Sen neredeyse iki buçuk hafta adamdan kaç sonra gelsin seni bir yürüyen Napolyon ile uğraşırken yakalasın iyi mi? Burada Adalet neredeydi?

Şurada bayılıp düşmeden önce biri beni vurabilir miydi? Şuan cidden böyle bir aksiyona çok ihtiyacım vardı.

"O adam kimdi?"

Napolyon.

"Mü-müşteri."

"Ne zamandır müşterilerine çek veriyorsun? Para vermesi gereken taraf onlar sanıyordum."

Hiiiii komik.

"Ural kolunu çeker misin? "

Sanki komutumu beklermiş gibi kolumdan çözülen parmaklarla derin bir nefes aldım. Resmen kalbim koluma kaymış orada atıyordu.

"Kaçacak mısın? Konuşacak mıyız?"

Dibimde dikilmiş kaçacak mısın diye soruyordu. Asıl soru şu olmalıydı: Kaçabilecek miydim? Cevap: Koccaman bir HAYIR.

"Tamam konuş."

"Burada."dedi etrafını işaret ederek. "Kapıdan giren her müşterin bizi izlerken mi?"

Bu adam çok haklıydı yaa.

Kolumu Ural'a doğru uzattım. "Al götür nereye götüreceksen."

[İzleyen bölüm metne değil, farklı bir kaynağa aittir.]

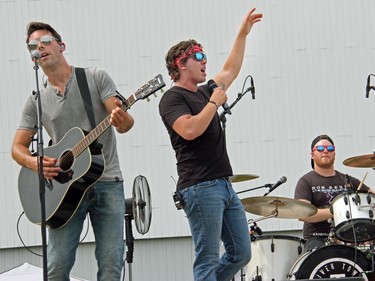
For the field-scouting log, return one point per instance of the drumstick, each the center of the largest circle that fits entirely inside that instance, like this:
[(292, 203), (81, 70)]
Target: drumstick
[(361, 183)]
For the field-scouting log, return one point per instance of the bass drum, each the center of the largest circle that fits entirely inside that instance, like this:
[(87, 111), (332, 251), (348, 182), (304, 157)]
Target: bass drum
[(332, 261), (272, 256), (353, 214)]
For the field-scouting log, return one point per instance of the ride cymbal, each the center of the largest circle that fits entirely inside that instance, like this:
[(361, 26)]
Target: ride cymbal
[(279, 207), (362, 161), (242, 177)]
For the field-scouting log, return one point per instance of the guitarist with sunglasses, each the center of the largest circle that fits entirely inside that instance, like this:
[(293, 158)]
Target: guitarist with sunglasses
[(102, 186)]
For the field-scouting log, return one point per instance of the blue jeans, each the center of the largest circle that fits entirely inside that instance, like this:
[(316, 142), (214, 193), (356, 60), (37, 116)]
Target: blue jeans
[(215, 213), (106, 205)]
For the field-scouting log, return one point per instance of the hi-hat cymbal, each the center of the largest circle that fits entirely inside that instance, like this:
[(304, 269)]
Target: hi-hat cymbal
[(279, 207), (242, 177), (362, 161)]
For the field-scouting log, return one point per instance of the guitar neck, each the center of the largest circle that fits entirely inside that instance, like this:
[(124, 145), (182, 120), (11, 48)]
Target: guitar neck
[(99, 130)]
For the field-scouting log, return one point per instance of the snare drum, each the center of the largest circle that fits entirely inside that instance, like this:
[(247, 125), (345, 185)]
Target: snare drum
[(332, 261), (273, 255), (354, 211)]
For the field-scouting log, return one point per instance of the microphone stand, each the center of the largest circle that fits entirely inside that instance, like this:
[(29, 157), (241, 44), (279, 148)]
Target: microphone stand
[(222, 117), (40, 153)]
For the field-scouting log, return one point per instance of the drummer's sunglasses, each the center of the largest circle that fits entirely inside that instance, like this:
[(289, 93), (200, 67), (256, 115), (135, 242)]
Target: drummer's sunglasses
[(321, 148)]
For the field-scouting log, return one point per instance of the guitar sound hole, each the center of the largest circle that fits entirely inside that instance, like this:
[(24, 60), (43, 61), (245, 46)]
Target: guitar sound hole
[(66, 160)]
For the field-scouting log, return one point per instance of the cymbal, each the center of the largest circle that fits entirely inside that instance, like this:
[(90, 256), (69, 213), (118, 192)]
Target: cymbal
[(362, 161), (242, 177), (280, 207)]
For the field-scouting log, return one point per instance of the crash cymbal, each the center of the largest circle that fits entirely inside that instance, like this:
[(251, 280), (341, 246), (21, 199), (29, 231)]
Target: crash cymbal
[(279, 207), (362, 161), (242, 177)]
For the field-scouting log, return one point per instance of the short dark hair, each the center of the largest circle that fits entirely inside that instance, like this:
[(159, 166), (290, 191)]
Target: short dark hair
[(175, 52), (33, 26), (316, 140)]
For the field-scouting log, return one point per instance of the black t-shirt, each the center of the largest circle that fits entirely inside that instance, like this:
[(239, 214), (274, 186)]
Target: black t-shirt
[(201, 159), (321, 191)]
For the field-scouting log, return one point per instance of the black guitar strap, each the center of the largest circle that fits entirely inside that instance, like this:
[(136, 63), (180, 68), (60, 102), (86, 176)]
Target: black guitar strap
[(86, 97), (85, 94)]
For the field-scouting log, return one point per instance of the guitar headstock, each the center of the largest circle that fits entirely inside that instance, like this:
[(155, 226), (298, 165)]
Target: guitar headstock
[(150, 87)]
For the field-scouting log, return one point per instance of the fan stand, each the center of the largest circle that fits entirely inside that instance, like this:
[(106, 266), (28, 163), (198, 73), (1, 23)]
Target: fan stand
[(138, 208)]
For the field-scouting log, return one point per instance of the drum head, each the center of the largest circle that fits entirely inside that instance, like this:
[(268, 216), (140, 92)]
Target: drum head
[(364, 230), (334, 261)]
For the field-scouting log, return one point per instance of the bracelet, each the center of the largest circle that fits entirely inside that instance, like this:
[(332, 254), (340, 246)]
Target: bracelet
[(211, 101)]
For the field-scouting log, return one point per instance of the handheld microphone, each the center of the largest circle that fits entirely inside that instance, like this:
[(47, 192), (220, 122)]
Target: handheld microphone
[(252, 88), (277, 184), (368, 88), (35, 55), (212, 85), (257, 229)]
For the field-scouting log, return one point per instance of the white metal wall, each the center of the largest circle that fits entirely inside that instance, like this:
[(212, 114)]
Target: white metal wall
[(309, 59)]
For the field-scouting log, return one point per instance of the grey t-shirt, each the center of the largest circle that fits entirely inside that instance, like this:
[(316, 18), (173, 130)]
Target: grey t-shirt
[(62, 112)]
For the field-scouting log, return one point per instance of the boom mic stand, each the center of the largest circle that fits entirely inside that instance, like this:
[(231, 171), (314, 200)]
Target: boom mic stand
[(222, 117), (42, 187)]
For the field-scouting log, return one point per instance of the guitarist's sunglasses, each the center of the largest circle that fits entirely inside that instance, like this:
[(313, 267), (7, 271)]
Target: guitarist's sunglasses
[(45, 40)]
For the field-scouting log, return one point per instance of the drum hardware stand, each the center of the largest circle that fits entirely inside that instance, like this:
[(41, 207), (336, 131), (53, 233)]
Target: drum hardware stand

Aklıma hastanede beni kan alma odasına götüreceği zaman geldiğinde gülümsemeye başladım. Tahminimce o da aynı şeyi düşünmüş olmalı ki bana gülüyordu. Ahhh kalbim düşmüştü yardım edin arkiler.

Ural uzattığım kolumdan beni sürüklemek yerine kolunu omuzuma attığında derin bir nefes aldım. Tamam bu duruma önceden alışkın olan kalbimin durma ihtimali yoktu.

"Bir şeyi iade etmem gerekiyor." Dedi Ural gülümseyerek. Resmen otoparkın önünde sevdicehim ile görüşüyordum. Bundan iyisi olamazdı herhalde. Restoranlar, cafeler, manzaralı yerler de neymiş benim otoparkımın önünün yanında.

Ural'ın bir eli yanağıma kapanırken bana birkaç adım yaklaşıp yanağımı öpmüştü. Tıpkı benim yaptığım gibi. Eğer benim yolumdan gidecekse şuan kaçması gerekiyordu. Hemde iki buçuk hafta boyunca.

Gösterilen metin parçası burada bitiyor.